Hablaba el serpentinero con más victorias en la pelota cubana cuando irrumpió Liván en el recinto atiborrado con unos 60 periodistas y el momento se congeló. Se abrazaron, se besaron y ambos lloraron.

``Le dije que por favor no llorara'', indicó Liván respecto a las primeras palabras que le dijo a Orlando. ``Fue lo mismo que le dije a mi mamá cuando llegó el año pasado. No me gusta ver a la gente llorando''.

Pero rápidamente los argumentos variaron y comenzaron las bromas.

``Mi primer consejo para él [el Duque] es que no coma mucho en McDonalds como lo hice yo'', precisó Liván.

Poco antes Orlando había confesado que unos de los errores que cometió Liván al principio de su carrera profesional era, precisamente, el haber comido demasiado en esta cadena de restaurantes de comida rápida.

Casi tres meses después de haber escapado de Cuba en una embarcación y tras diez días de firmar un contrato por $6.6 millones en un período de cuatro años con los Yankees, Orlando por fin llegó a Estados Unidos para iniciar su nueva vida como pelotero profesional.

`El Duque' se reportará el jueves al campo de entrenamientos de los Mulos en Tampa, según informó René Guim, vocero del agente del jugador, Joe Cubas.

``Orlando tiene primero que pasar el examen físico, lo cual estamos completamente seguros que pasará.
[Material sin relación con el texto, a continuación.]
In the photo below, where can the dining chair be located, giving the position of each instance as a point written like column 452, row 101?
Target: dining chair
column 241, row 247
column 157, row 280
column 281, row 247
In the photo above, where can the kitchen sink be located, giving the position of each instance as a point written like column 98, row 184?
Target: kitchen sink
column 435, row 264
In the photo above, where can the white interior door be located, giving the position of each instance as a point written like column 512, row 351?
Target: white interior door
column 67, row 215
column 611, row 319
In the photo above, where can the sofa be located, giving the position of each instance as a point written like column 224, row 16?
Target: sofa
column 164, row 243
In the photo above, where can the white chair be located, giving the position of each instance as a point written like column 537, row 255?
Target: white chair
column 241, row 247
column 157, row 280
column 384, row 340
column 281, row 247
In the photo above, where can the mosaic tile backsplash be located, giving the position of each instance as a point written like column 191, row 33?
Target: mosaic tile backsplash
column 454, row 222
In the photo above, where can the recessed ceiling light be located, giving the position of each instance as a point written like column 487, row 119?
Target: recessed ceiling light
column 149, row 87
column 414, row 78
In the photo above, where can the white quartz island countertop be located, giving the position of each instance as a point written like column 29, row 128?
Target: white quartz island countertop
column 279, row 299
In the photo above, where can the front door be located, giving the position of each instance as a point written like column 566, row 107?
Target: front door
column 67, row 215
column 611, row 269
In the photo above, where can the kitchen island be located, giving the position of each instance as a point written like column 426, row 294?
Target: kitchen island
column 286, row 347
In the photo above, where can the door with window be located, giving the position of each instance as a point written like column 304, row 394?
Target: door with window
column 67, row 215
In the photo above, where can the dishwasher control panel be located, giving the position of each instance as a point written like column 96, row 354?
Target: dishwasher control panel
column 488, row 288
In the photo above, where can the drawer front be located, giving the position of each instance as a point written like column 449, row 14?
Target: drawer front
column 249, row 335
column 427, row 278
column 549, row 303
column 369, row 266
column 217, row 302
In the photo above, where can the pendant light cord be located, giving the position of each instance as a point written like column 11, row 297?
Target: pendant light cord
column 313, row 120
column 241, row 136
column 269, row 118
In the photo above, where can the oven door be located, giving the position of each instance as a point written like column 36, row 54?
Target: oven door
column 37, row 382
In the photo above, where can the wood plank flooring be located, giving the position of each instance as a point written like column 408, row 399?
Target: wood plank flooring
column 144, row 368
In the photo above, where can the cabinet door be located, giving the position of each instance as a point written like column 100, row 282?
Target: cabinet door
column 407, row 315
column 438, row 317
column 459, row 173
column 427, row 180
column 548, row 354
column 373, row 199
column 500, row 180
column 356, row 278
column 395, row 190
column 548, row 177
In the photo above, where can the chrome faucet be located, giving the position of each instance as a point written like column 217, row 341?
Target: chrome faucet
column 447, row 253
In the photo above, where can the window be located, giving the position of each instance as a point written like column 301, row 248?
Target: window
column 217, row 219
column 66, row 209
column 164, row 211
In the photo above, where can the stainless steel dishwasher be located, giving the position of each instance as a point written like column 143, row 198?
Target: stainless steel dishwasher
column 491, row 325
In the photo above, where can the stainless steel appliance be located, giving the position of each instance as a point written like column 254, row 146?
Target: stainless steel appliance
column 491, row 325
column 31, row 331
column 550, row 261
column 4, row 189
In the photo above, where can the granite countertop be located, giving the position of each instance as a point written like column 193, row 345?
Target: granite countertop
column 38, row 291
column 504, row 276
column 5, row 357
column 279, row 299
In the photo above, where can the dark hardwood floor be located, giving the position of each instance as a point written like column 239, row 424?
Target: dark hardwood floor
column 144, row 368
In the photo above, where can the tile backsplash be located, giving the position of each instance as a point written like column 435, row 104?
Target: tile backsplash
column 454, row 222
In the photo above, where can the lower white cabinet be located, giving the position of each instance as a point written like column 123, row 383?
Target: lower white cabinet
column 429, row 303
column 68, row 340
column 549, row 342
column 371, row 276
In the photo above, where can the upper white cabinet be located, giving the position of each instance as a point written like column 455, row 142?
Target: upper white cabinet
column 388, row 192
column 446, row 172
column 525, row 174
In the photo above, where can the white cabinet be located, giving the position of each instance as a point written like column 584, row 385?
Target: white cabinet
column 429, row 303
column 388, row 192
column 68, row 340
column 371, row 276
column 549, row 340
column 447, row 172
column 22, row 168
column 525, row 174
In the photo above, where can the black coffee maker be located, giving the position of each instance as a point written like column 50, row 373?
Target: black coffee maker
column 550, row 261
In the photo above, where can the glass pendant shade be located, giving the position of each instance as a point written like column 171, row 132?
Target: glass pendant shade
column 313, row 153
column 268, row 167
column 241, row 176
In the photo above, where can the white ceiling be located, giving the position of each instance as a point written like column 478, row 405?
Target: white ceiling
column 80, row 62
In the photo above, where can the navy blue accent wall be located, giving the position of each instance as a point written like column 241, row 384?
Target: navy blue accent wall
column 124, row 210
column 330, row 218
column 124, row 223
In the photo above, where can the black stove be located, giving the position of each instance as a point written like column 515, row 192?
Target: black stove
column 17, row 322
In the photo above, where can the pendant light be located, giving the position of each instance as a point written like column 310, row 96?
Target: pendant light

A las 11:00 de la mañana del jueves ya debe estar con el uniforme de los Yankees y listo para trabajar''.

Se espera que Hernández inicie la temporada en el equipo Triple A de la organización, Columbus.

``Lo único que puedo prometer ahora es que voy a lanzar con el corazón en la mano'', aseguró Orlando, quien vestía una camisa blanca de mangas largas y pantalones verdes y lucía con la cabeza rapada.

Con las manos en los bolsillos, Orlando reconoció que estaba nervioso y hasta abrumado ante tanta atención de los medios masivos.

``La verdad que es más fácil lanzar que enfrentarse a ustedes [la prensa]'', sostuvo.

El lanzador derecho, cuya edad se da entre los 28 y 32 años, reiteró que lo imporante para él en esto momento no reside en el dinero, sino en la importancia de ser libre, jugar béisbol nuevamente y reecontrarse con su familia.

Ex miembro de la selección nacional cubana, Hernández había sido suspendido de por vida por el gobierno de las isla tras ser acusado de traidor.

A su llegada al Aeropuerto Internacional de Miami, `El Duque', quien dejó dos hijas en Cuba, fue recibido por amigos y familiares, entre ellos su compañera Noris Boch y la madre de Liván, Miriam Carreras.

Tan pronto traspasó una puerta de vidrio la gente comenzó a aplaudir. Hernández respondió el saludo con el brazo en alto. Enseguida lo rodearon y comenzaron a felicitarlo y a pedirle autógrafos mientras le tomaban fotos.

Ya en la conferencia de prensa indicó que espera seguir siendo reconocido `El Duque' en Estados Unidos y que la gran diferencia entre aquel `Duque' famoso de Cuba y éste desconicido en Estados Unidos no es otra cosa que la libertad.

``Lo diré en español. Te amo Nueva York . . . y también te amo Miami'', concluyó parodeando la famosa frase de su hermano.

Y entonces sonrió. `El Duque' es ahora un hombre feliz.